Apart from any other consideration it appears on first sight that the proposal for a five years Moratorium, even if it were accepted by the British Government, has two very grave objections. The first is that the interest for that five years would have to be borrowed and added to capital with the result that either the period of repayment would have to be extended or the annuity increased. The more important objection is however that the difficulty of inducing a person to recommence paying his debts after five years back-sliding seems to me to be almost insurmountable and I fear that the net result would be that the last condition would be worse than the first.

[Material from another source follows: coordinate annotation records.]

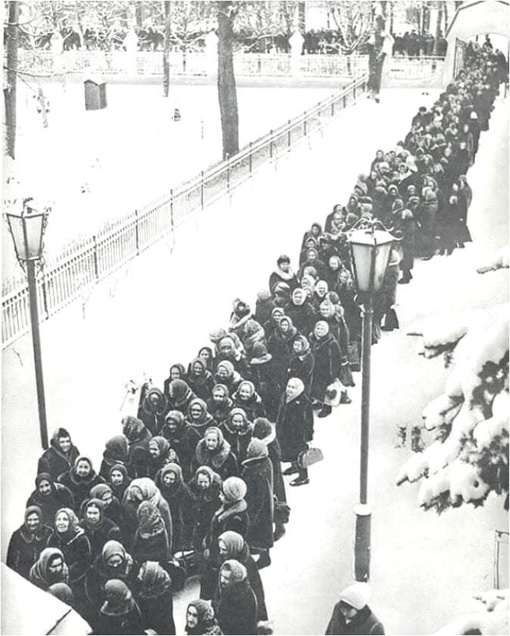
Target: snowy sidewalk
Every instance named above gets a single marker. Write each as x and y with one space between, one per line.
160 309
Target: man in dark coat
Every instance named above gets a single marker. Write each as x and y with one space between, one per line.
60 456
351 615
258 476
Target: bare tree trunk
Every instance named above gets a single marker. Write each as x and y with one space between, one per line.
227 92
166 49
438 29
12 78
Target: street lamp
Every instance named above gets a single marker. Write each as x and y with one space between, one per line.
370 249
27 229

If we had a five year moratorium all annuities would become uncollectable during that period.4
The letter, of course, calls for a reply and I am asking Mr. Roddy5 and Mr. Hogan,6 who are specially interested in the matter, to consider what answer should be given.7 Meanwhile the documents are circulated for general information in as much as they show a line of reasoning which may be put forward by a certain group in the country.
[signed] Diarmuid Ó hÉigeartaigh
[Handwritten note by William T. Cosgrave]
A My impression is that the last sentence of this paragraph is really what is intended.
The proposal is a badly devised political stunt. Assistance in any shape to agriculture can not be defended on a sectional basis. There are
Wyndham purchasers | |
Birrell purchasers | |
Land Act 23 purchasers | |
Fee Farm grant occupiers |
There are various classes in each of the four sections. In my neighbourhood, there are three persons who might be regarded - although one of them is a Dairyman, as farmers. There are in addition four other occupiers of purchased lands under the various Acts Wyndham and Birrell. To give these four a moratorium would be a joke, but they are all with one exception signatories to a petition for relief from 2nd moiety of rates. It looks as if in future any person in difficulty can be helped and at once by others regardless of all commercial and credit regulations binding on most other if not all peoples.